'model.eval()' vs 'with torch.no_grad()'

You don’t need to compute grad when evaluate on valid/test set. Just a simple
torch.no_grad() will save you few second per epoch. It worth a while if you tuning your model.

Easiest way to optimize your workflow. Take it.

@ptrblck Hi, I wonder that if I have a pre-trained model to be used as a supervisor (e.g. a discriminator) which will be ensembled in a new model, and I want to zero dropout for this supervisor while keep dropout for the rest of my new model, what should I do?

I know that I can manually bypass the nn.Dropout layers, but what about the internal dropout in other models, like multi-layer RNN or Transformer? If I prefer to use torch.load to load the supervisor instead of state_dict, is there a convenient way to disable dropout for this part of my model?

I have tried that first switch to train mode for the whole model and then set the supervisor to eval mode alone, but it gave me

RuntimeError: cudnn RNN backward can only be called in training mode

I need the gradient :pleading_face:

This approach sounds correct.
Unfortunately, you are running into this cudnn issue, so after calling eval() on the discriminator, you would have to call train() again on the RNN.
Here is a pseudo code:

model = MyModel()

model.train() # not necessary, since the model should be in training mode by default

model.discriminator.eval() # disable dropout

model.discriminator.rnn.train() # enable RNN training mode for cudnn issue

Thank you! The code seems to work now, but I still has a question that will

makes model.discriminator.rnn keep its dropout?

Yes, that would be the case.
You could either set the .dropout attribute to zero or disable cudnn for this layer (then you wouldn’t need to call train() on it, but might see a slowdown):

rnn = nn.RNN(10, 20, 2, dropout=0.5).cuda()
rnn.dropout = 0.0
input = torch.randn(5, 3, 10).cuda()
h0 = torch.randn(2, 3, 20).cuda()
for _ in range(2):
    output, hn = rnn(input, h0)
    output.mean().backward()
    print(output.mean())


rnn = nn.RNN(10, 20, 2, dropout=0.5).cuda().eval()
input = torch.randn(5, 3, 10).cuda()
h0 = torch.randn(2, 3, 20).cuda()
for _ in range(2):
    with torch.backends.cudnn.flags(enabled=False):
        output, hn = rnn(input, h0)
    output.mean().backward()
    print(output.mean())

Oh, I see. I think

would be the best choice. Thank you so much!

@ptrblck Hi,

I have a question if a model gets “overfitting” with the training set. If I use that model to predict the sample in training set, the output should perform well with both model.train() and model.eval() or only work well in model.train() where it fits with the mean and variance of each batch only.

Thank you.

As so often it depends on your use case.
E.g. if your training set is shuffled in a way such that the batch statistics are different in the first iterations and the last one, the batchnorm stats would get a bias towards the latter stats.
While this wouldn’t be visible during training, you could see an increased loss after calling model.eval() on the first part of the training dataset.
Shuffling should avoid such scenarios, but it’s also not hard to create these artificial “edge” cases.

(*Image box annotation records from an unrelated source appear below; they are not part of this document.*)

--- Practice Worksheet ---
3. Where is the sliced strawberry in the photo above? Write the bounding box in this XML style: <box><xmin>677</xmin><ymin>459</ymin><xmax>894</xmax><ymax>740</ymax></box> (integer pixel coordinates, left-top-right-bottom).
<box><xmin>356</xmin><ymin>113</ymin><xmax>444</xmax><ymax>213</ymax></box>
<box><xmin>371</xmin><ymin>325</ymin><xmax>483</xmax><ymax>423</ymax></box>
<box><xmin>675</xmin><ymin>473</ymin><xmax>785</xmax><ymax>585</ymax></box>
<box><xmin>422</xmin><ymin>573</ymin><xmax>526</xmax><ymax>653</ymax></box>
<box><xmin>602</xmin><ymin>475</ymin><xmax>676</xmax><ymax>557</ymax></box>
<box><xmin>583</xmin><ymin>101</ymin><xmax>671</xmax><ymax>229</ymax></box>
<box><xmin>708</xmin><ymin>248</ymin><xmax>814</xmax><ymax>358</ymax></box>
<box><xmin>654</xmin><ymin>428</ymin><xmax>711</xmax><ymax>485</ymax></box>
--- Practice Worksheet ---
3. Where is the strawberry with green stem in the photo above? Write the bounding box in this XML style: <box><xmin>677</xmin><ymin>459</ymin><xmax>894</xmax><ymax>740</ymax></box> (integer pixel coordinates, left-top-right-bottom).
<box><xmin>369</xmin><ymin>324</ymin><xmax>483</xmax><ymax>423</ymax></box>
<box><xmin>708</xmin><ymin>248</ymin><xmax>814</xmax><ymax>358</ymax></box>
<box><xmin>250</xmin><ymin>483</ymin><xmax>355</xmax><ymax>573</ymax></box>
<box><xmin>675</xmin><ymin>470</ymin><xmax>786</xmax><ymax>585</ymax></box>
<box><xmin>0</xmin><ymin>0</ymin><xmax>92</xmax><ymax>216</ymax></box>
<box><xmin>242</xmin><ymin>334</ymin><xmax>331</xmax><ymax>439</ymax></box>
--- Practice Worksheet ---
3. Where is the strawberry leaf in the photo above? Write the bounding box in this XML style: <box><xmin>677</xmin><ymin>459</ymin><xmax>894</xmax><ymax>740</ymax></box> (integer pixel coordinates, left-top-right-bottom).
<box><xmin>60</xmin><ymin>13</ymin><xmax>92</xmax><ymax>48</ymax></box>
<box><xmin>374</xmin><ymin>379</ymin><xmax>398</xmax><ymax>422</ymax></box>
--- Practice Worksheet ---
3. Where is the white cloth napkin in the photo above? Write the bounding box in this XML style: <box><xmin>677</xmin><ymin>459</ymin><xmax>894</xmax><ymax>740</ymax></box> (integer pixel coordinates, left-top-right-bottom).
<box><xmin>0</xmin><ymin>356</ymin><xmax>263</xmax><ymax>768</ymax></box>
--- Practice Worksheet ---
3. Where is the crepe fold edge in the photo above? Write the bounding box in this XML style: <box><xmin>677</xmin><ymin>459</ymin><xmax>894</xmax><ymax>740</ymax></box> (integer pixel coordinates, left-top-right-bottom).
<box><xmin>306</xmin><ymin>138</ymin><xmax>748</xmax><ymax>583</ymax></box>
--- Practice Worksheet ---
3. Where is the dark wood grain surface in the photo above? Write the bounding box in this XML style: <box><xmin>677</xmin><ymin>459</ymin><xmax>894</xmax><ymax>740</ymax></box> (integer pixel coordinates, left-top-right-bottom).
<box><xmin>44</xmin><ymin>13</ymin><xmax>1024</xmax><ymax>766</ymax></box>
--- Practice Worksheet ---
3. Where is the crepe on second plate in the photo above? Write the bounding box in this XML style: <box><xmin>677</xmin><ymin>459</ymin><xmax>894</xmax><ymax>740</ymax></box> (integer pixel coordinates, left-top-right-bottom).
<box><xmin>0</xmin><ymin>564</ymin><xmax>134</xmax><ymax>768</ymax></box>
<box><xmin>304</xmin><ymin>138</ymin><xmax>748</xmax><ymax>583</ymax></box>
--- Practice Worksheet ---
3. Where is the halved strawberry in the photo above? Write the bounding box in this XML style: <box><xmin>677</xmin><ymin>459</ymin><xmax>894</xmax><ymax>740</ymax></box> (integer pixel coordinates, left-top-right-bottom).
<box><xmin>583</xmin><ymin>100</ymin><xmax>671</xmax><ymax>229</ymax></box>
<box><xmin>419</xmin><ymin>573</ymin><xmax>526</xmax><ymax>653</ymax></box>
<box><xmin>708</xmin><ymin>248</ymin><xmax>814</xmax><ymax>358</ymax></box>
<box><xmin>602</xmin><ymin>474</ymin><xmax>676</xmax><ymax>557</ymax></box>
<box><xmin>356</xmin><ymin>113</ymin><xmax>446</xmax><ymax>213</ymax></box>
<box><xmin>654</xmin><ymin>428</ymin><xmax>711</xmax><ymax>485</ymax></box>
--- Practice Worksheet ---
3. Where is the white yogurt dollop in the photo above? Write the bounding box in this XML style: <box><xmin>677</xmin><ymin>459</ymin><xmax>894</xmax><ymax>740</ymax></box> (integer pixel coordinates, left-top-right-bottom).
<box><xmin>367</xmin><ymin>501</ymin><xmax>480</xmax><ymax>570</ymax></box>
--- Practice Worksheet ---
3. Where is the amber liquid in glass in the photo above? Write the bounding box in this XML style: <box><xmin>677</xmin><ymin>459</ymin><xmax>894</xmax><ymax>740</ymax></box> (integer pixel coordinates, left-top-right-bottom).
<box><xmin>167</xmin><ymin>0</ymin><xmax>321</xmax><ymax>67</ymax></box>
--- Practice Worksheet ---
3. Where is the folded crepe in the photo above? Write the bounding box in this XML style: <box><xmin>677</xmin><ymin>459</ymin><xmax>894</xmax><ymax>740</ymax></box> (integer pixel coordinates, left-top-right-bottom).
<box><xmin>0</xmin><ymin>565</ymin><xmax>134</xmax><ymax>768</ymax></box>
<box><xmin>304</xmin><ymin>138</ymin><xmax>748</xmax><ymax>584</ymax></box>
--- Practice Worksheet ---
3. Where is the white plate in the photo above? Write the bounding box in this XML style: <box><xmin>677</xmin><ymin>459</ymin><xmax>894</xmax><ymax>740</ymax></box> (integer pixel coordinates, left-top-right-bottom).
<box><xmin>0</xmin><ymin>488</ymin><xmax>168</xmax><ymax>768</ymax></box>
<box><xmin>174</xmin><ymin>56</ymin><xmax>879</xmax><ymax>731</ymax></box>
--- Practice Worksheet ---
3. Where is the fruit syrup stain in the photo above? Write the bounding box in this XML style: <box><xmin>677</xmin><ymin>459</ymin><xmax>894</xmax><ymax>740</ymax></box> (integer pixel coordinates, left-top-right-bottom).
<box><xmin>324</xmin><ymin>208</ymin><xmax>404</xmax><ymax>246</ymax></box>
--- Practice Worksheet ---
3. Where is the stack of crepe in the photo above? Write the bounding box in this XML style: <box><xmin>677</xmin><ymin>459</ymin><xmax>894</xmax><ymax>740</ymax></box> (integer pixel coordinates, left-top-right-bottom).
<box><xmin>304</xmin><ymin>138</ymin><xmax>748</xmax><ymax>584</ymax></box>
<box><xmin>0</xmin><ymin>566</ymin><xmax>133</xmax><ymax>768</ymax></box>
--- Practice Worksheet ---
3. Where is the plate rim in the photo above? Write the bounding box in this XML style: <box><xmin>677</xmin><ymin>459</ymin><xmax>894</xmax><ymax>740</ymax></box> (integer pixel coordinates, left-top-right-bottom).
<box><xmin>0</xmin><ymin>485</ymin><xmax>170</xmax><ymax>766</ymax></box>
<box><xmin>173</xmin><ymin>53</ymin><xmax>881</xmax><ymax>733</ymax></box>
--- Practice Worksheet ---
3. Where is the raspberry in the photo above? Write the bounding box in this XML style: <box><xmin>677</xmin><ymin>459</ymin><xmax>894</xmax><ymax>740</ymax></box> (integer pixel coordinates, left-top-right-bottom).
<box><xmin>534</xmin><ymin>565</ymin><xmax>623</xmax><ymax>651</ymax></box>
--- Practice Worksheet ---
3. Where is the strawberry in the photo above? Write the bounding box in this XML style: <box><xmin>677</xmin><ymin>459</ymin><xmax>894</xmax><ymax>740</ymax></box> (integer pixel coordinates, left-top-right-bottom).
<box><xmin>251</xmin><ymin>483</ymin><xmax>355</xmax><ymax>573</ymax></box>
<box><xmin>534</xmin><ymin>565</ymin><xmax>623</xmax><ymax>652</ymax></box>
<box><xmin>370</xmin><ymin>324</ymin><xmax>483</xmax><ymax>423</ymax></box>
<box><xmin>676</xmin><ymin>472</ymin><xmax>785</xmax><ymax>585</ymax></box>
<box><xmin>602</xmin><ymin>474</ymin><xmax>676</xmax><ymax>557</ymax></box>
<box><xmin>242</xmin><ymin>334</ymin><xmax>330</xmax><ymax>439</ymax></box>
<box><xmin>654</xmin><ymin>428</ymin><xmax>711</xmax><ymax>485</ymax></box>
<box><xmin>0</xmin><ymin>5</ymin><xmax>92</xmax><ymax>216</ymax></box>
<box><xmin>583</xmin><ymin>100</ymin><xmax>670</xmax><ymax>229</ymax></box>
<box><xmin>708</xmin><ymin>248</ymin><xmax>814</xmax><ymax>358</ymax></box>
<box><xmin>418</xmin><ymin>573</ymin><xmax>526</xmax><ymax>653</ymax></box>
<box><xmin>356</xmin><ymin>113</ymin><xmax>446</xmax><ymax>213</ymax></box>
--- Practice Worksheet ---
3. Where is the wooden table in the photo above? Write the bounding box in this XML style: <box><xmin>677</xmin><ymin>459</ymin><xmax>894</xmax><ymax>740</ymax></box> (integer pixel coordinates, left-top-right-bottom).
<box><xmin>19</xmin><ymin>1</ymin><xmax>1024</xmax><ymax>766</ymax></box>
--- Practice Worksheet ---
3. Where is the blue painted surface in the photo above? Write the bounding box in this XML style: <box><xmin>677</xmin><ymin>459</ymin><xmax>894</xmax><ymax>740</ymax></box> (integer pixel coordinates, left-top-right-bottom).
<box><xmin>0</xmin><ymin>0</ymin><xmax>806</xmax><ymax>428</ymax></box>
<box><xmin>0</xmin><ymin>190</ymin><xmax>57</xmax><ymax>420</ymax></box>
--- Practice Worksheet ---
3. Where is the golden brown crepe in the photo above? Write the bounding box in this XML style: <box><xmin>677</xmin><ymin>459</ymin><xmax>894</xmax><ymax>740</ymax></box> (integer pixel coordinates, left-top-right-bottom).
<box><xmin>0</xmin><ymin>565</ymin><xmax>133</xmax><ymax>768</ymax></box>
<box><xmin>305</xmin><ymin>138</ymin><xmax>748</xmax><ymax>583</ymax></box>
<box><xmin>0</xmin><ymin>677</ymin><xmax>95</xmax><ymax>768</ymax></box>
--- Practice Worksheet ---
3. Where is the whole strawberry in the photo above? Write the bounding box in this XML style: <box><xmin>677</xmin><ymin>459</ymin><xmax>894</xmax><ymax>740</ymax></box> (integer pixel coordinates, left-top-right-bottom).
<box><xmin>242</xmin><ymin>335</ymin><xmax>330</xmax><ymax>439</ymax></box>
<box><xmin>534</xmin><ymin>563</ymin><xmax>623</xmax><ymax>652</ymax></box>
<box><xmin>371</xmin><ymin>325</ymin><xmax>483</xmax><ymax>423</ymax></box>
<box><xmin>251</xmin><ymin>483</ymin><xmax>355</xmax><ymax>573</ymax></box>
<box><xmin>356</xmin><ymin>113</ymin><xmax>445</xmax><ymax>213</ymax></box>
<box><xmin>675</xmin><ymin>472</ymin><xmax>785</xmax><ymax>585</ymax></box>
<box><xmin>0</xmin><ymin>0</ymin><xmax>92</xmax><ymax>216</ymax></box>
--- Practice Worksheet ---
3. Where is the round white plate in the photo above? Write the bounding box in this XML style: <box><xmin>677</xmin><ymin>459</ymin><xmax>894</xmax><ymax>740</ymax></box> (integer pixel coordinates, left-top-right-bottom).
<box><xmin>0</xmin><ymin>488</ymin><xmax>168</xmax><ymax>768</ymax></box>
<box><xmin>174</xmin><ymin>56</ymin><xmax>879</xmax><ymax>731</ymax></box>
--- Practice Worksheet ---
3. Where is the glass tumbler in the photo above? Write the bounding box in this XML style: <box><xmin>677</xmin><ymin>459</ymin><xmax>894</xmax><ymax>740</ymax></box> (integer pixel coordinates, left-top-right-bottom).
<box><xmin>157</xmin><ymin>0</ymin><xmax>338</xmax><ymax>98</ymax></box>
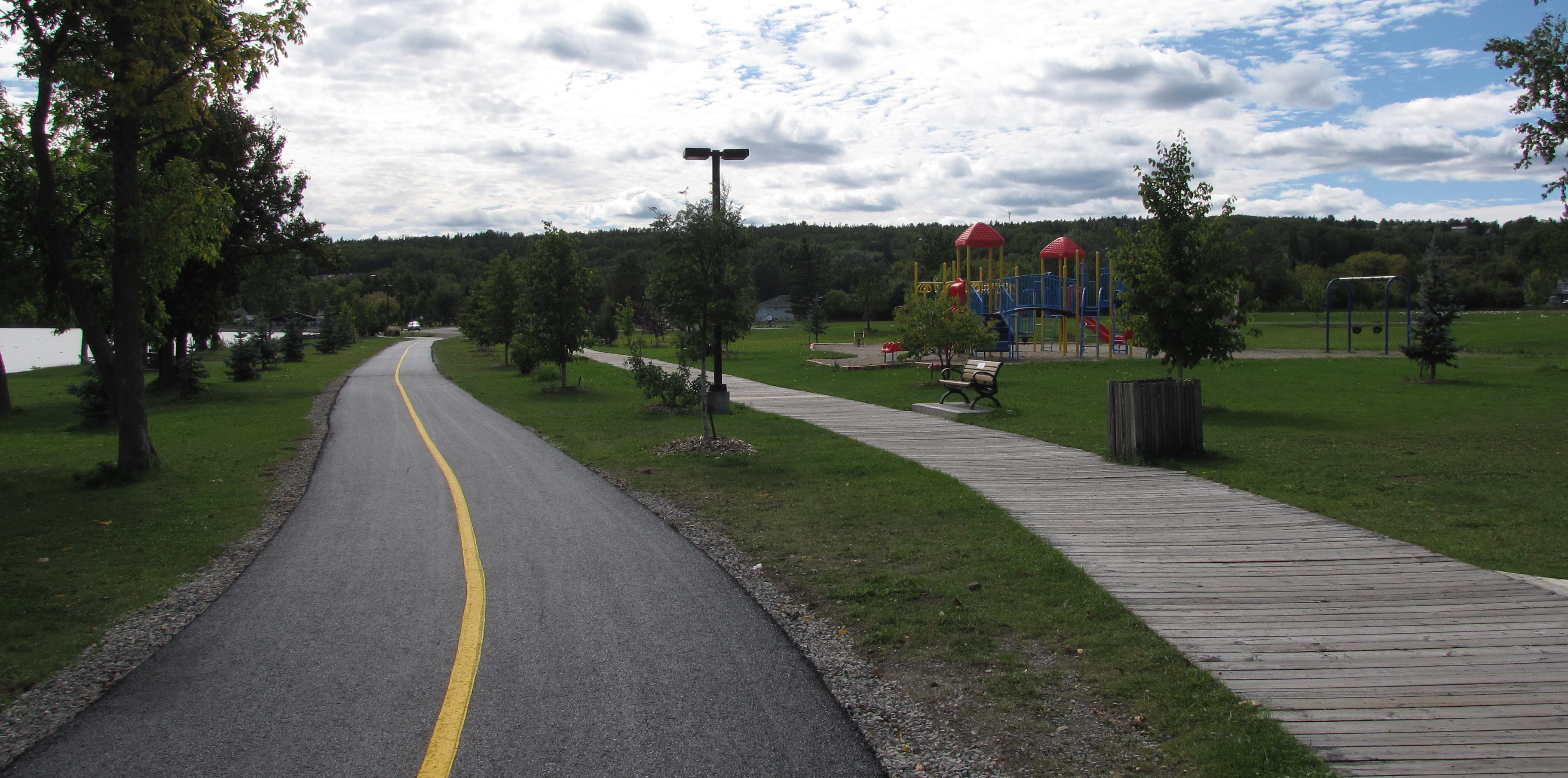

That being said, your model should usually perform similar during train() and eval() on the training dataset.

@ptrblck Wonderful, I never think about the effectiveness of shuffle training data in that way.

So if we shuffle data, we need a batch size big enough to handle enough information for the best mean and variance for the running stat, right?

If I have limited memory in GPU, I can keep the performance with accumulate gradient for update weights and batch norm synchronization (as this comment). My question is what should I do with batch norm if I only have 1 GPU?

Other options I can find is Group Norm, but the pretrained models with group norm are not so popular.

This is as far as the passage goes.